Unfortunately, it takes time to build — let alone rebuild — trust in the promise of American democracy. It will take more than a short aside in a television interview, for instance. After more than a year of furious attacks from Trump and his supporters, a simple “Stop it” from the president-elect will not suffice. A teacher in Massachusetts shared her students’ written responses to the election with me: “I really hope nothing happens to my family and my life,” wrote one. “[I] don’t want this guy to do stuff to us.”
How do kids unlearn this sort of lesson? How do they discover that their country does, in fact, still want them to be contributing members of the community? Even harder, how do they do so when Trump’s threats are echoed in their schools?
Since the advent of universal public education in the United States, schools have been a — if not the — primary venue for training and raising up citizens. They’re where we learn what it means to participate in our communities’ — and the country’s — shared life.
Here’s how it’s supposed to work. In a short 1937 essay, “Education and Social Change,” American philosopher John Dewey argued that American education was always about preparing students to live together democratically. He explained just what that would take:
Democracy … means voluntary choice, based on an intelligence that is the outcome of free association and communication with others. It means a way of living together in which mutual and free consultation rule instead of force, and in which cooperation instead of brutal competition is the law of life; a social order in which all the forces that make for friendship, beauty, and knowledge are cherished in order that each individual may become what he, and he alone, is capable of becoming.
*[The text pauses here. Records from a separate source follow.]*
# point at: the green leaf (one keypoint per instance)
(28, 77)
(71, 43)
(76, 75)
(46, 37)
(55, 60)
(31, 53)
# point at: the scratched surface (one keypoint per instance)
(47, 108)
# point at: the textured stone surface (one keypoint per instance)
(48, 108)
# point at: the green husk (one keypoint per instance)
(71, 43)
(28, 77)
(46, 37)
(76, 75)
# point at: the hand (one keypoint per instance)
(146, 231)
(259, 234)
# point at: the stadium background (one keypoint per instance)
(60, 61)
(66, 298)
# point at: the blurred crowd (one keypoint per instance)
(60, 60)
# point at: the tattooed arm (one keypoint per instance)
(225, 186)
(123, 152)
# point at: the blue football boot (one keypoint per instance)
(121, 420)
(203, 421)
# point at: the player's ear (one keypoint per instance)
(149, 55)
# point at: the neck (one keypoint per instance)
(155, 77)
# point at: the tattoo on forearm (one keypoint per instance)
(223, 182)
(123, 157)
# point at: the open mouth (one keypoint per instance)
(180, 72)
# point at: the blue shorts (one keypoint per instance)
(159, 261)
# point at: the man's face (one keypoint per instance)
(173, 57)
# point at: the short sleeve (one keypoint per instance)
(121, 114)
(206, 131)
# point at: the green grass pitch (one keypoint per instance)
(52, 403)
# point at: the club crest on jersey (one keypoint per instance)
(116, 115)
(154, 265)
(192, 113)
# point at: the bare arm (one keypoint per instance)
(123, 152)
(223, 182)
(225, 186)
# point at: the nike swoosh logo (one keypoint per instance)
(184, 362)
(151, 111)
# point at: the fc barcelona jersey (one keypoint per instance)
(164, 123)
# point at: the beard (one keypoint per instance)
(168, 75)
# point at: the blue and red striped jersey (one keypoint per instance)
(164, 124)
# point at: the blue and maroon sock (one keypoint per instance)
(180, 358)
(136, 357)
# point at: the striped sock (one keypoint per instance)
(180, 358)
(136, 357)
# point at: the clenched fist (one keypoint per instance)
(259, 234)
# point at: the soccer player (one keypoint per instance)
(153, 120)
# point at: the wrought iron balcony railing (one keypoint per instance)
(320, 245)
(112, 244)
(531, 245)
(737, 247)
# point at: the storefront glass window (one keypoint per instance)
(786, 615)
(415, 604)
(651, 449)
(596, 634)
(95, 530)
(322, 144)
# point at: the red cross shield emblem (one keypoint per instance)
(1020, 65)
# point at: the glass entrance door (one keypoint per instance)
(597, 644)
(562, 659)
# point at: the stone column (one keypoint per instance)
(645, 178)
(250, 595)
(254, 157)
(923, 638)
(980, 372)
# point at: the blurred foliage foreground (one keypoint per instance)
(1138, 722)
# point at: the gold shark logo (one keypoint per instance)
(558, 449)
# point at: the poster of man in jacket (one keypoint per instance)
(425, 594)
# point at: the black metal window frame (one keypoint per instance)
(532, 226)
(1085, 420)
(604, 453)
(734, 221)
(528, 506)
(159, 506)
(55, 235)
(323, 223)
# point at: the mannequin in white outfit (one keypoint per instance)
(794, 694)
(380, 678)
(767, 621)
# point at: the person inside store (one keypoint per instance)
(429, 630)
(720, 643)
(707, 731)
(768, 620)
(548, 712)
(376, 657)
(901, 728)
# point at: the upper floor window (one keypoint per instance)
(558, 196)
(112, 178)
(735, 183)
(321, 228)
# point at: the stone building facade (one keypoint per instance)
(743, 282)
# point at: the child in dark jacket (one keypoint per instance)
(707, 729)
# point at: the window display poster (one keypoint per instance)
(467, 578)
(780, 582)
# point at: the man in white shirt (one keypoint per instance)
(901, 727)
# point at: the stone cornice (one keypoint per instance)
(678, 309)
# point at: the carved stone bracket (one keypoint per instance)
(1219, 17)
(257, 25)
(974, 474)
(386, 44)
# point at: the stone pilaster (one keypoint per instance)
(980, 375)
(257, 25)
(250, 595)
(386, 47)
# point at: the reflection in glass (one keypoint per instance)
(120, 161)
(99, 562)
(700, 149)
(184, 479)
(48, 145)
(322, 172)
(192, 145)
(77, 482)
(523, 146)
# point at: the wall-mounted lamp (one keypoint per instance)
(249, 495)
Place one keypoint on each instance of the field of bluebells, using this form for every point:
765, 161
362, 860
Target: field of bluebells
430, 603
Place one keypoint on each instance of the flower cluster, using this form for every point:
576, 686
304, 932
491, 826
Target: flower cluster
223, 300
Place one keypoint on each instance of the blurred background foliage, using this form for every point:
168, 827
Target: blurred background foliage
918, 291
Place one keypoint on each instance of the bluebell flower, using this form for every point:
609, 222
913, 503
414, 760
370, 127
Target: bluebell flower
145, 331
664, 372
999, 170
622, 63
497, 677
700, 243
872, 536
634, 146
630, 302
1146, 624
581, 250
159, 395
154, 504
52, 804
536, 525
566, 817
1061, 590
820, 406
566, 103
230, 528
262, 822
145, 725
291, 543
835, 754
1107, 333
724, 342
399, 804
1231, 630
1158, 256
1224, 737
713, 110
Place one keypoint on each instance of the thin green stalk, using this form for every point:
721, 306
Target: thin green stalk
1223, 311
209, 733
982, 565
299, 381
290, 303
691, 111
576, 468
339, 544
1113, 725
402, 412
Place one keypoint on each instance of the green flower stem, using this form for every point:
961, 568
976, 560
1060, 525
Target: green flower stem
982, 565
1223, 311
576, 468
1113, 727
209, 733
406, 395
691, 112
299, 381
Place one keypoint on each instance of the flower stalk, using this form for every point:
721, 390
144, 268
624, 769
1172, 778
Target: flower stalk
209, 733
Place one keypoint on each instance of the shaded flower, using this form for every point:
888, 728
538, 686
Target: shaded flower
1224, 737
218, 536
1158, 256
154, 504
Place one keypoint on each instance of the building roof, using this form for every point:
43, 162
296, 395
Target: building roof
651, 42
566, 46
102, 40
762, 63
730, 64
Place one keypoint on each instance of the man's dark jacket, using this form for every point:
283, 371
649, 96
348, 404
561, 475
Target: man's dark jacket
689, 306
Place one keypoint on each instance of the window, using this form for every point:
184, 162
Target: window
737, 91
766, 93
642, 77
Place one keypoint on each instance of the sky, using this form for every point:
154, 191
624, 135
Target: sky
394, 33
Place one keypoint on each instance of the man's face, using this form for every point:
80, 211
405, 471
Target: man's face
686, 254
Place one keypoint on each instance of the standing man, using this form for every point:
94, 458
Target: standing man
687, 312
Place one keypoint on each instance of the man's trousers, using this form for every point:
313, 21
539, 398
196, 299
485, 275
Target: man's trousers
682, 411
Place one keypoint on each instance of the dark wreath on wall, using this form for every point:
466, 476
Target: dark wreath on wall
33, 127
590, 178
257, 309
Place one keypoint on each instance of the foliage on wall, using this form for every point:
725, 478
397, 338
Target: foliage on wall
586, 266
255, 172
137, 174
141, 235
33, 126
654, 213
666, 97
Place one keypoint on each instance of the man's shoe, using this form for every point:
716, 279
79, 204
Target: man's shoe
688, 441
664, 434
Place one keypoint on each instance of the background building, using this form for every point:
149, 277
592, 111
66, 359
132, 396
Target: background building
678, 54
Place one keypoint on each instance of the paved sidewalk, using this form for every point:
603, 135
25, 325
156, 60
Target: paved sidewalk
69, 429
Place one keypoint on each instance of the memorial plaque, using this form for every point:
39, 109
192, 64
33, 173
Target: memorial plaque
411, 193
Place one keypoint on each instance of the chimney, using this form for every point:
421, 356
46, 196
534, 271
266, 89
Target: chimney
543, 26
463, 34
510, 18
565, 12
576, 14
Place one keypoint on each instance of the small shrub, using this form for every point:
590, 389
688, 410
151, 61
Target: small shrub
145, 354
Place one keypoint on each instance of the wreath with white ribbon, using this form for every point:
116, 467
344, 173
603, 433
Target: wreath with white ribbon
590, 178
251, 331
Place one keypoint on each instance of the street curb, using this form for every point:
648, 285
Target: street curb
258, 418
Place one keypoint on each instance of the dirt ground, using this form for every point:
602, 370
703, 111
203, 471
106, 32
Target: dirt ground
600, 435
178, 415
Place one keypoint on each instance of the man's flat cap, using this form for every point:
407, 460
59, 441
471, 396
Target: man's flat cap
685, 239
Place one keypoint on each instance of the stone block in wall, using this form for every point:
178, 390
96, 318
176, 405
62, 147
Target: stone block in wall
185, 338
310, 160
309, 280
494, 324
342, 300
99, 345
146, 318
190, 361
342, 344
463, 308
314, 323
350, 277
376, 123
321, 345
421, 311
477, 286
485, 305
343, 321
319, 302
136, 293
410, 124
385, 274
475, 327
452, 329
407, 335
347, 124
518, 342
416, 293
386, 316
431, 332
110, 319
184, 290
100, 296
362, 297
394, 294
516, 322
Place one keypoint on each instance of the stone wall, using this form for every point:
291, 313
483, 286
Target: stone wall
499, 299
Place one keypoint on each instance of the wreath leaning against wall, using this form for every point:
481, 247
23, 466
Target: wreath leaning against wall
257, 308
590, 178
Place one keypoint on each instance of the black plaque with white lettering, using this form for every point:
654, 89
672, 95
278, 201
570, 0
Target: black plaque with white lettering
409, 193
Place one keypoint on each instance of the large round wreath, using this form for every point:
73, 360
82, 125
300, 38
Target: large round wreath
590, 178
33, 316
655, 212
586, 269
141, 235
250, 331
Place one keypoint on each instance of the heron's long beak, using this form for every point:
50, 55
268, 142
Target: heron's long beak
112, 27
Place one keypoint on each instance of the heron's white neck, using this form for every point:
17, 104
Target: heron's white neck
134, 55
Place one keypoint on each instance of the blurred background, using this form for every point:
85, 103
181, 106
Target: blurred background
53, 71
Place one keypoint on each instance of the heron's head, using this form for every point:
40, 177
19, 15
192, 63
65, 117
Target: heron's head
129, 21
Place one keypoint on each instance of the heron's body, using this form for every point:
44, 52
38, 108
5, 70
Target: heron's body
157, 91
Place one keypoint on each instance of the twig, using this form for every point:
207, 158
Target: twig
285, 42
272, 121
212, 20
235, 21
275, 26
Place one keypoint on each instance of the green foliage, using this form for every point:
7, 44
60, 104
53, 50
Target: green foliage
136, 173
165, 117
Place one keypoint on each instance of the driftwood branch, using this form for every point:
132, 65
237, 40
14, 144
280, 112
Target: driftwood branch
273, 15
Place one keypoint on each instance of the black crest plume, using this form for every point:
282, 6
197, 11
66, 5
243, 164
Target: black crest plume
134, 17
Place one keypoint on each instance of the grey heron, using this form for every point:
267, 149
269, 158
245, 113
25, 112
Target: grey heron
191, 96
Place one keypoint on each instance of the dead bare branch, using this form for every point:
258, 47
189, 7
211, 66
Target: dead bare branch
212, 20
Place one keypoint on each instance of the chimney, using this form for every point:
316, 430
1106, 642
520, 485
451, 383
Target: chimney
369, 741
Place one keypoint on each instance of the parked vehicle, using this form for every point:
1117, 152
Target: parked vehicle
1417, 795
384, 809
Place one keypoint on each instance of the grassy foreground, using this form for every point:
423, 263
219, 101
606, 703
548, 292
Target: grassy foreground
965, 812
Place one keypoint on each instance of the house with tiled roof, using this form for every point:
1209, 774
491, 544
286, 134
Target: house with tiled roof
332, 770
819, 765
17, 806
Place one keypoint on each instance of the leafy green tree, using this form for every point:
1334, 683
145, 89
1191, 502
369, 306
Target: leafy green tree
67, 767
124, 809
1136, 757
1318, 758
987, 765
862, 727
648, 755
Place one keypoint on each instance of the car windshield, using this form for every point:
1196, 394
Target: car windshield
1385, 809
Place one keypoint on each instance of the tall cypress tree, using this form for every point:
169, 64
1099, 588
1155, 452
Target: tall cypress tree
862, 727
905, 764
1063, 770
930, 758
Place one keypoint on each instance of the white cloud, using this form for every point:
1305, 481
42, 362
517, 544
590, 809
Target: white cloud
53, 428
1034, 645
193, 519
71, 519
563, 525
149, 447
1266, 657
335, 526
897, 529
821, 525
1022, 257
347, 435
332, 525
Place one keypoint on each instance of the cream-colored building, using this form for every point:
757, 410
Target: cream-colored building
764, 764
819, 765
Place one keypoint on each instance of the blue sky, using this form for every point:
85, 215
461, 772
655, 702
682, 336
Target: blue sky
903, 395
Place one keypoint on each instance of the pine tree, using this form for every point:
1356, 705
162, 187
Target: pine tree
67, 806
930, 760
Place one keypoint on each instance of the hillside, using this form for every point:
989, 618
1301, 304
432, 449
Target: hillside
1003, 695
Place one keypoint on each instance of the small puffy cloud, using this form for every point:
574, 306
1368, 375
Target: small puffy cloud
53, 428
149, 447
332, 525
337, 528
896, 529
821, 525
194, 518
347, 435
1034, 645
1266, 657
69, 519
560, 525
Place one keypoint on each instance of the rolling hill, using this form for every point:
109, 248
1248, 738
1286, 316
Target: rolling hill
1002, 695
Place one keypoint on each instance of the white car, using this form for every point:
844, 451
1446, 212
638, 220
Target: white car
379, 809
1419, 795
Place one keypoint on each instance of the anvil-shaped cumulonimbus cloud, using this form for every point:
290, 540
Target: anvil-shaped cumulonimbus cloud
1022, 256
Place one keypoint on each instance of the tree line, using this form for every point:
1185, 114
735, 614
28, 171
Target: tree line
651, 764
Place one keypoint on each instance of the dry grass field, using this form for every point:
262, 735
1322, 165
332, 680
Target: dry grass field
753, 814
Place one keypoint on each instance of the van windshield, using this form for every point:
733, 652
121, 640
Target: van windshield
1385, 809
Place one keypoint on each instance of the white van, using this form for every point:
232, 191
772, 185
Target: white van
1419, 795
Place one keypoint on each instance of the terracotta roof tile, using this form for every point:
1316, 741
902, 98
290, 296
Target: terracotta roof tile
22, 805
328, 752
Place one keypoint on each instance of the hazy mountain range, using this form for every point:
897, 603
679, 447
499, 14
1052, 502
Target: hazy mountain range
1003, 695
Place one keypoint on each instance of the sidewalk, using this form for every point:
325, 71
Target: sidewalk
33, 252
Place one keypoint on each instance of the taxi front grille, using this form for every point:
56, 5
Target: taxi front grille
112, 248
That’s a meaningful vision for American schools. It’s always a difficult job, especially in light of our education system’s persistent inequities. But it becomes an impossible task when schools are embedded in a society that threatens some students’ right to participate in our “way of living together.”
So now, we are drifting. In many ways, the 2016 presidential election has been a test to see how much abuse our democracy can absorb without collapsing. Dewey was aware of the danger of believing that democracy was self-sustaining:
We have taken democracy for granted; we have thought and acted as if our forefathers had founded it once for all. We have forgotten that it has to be enacted anew in every generation, in every year and day, in the living relations of person to person in all social forms and institutions.
This is the question of the moment. Is Trump’s victory a single, remediable crisis? Is it a catastrophe that marks the beginning of the end of American democracy? Or, finally, is it symptomatic of deeper undemocratic currents that are already too strong for us to defeat?
I don’t know the answer. Neither do you. For now, the question is how long we’re going to let Donald Trump and his supporters continue to traumatize our children. We can’t begin rebuilding the key principles of our democracy — we can’t make it great again — if we don’t first undo that damage.